Este hecho rompió las tenues relaciones con el proyecto de apertura democrática por parte de la izquierda mexicana, y las críticas, sociales y periodísticas, no cesaban. A pesar de que en los próximos años del sexenio, Echeverría realizaría actos que se consideran democráticos, como refugiar a exiliados chilenos por el golpe de Estado a Salvador Allende el 11 de septiembre de 1973 (un hecho que, a mi parecer, es más relevante reconocer y profundizar, por nuestra naturaleza como universitarios, que el de las Torres Gemelas en 2001), también continuaba con su juego de la “Guerra Sucia”: dirigentes como Lucio Cabañas, guerrillero rural, o Rosario Ibarra de Piedra, serían la piedra en el zapato del presidente. Las luchas sociales y movimientos urbanos eran su dolor de cabeza, que se curaba con la persecución y el asesinato.
¿Y la derecha mexicana? Se encontraba descontenta. El presidente quedó como el perro de las dos tortas. Su intento de mantenerse como nacionalista le causó conflictos con el sector empresarial, lo cual se acentuó con el asesinato de Eugenio Garza Sada, empresario regiomontano, el 17 de septiembre de 1973.
¿Y la libertad de expresión? Destrozada. Como estudiante de periodismo, me parece importante recalcar brevemente el papel de Julio Scherer García en el sexenio Echeverrista. El periódico Excélsior, a diferencia de otros medios impresos en México como El Universal, era formado por una cooperativa. Julio Scherer se había mantenido como director del diario desde 1968, y con ello, se manejaba una línea editorial que evidenciaba el mal estado de la política en el país. El 8 de julio de 1976, a unos meses de terminar el sexenio, se organizó una calumnia dentro de la cooperativa impulsada por un grupo de Los Pinos. Para ello, Regino Díaz Redondo, dirigente de dicha agrupación, expulsó del periódico a Scherer García, al gerente general, Hero Rodríguez Toro, y a colaboradores como Miguel Ángel Granados Chapa, Vicente Leñero, Carlos Monsiváis, etc. A pesar del duro golpe, en noviembre de 1976, Scherer fundó la revista Proceso, que se convertiría en uno de los seminarios políticos más vendidos e importantes en México.
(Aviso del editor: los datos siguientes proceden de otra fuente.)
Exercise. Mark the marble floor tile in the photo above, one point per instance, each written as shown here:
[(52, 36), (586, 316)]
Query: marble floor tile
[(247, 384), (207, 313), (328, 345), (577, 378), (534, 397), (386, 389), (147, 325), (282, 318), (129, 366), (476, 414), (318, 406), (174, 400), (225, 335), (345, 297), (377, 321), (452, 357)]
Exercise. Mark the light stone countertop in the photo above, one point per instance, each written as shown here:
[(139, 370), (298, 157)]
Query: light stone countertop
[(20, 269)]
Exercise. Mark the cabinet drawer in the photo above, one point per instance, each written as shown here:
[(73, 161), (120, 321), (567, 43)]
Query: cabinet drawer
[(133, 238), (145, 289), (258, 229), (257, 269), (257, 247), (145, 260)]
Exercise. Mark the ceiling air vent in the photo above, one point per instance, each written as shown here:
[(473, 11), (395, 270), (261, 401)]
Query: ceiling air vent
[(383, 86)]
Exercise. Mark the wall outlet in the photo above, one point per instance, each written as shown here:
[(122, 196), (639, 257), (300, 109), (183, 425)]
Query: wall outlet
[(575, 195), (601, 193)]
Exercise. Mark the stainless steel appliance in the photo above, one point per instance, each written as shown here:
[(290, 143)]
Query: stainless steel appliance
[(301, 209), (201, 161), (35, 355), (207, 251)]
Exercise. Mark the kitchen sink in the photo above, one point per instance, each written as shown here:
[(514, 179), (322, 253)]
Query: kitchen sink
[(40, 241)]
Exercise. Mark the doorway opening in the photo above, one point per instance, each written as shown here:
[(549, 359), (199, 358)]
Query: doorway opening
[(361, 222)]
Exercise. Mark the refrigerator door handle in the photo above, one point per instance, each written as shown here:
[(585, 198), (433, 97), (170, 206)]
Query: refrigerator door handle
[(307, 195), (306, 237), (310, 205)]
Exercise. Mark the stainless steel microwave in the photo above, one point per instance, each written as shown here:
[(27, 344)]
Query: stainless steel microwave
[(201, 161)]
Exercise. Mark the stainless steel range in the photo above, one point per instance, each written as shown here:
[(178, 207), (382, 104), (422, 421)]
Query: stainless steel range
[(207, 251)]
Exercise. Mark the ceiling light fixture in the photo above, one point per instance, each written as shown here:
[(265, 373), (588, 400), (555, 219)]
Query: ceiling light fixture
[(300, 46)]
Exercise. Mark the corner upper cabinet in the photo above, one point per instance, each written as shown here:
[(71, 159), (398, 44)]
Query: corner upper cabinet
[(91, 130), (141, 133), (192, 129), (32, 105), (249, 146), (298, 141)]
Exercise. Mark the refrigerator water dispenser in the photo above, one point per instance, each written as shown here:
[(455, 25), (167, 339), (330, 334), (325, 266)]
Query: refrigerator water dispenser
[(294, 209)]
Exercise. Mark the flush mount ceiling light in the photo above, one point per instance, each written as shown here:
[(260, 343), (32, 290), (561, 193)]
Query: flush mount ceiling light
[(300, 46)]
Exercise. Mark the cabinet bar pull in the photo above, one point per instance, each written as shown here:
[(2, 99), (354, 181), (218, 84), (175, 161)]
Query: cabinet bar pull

¿Qué impacto tienen los ecos de los setenta en nuestro presente? El gobierno de Luis Echeverría concluyó formalmente el 30 de noviembre de 1976, pero no se olvida la imagen de un gobierno de México que se incomodó ante las revoluciones sociales. El que Echeverría, en 1975, declarará ante un auditorio lleno en Ciudad Universitaria: “¡Así gritaban los jóvenes de Hitler y Mussolini, muchachos (…), se les está metiendo el fascismo a la Universidad!”, nos debe invitar a cuestionarnos qué somos los universitarios para el gobierno y la UNAM. Al día de hoy, ningún presidente en funciones ha pisado territorio universitario. Ni siquiera, Andrés Manuel López Obrador, quien ha sido el fenómeno nacional de la izquierda más mediático en los últimos años.
En mi opinión, desde la década de los 70, gran parte de la comunidad de la UNAM, se ha desinteresado de participar en activismo social y en conocer las problemáticas nacionales e internacionales. Nos hemos quedado sedados después de una inyección de conformismo, que solo alimentó a nuestro narcisismo y nos cerró el pensamiento en un: “Si no me afecta, no me importa”.
Debemos reflexionar: ¿Estoy conforme con mi estancia en la UNAM? ¿El gobierno humanista de la “Cuarta Transformación” me representa? Para mí, hoy en día no existe manera en la que se vuelva a repetir un movimiento tan grande como fue el 68’. José Emilio Pacheco, en Las batallas en el desierto, define lo que, a mi parecer, es el ejemplo perfecto de nuestra actualidad: “Terminó aquel país. No hay memoria del México de aquellos años. Y a nadie le importa.”
Ahora, tal vez, nuestra misión es despertar del sueño y recuperar el espíritu revolucionario de los jóvenes de Allende. ¿Tú, quisieras despertar?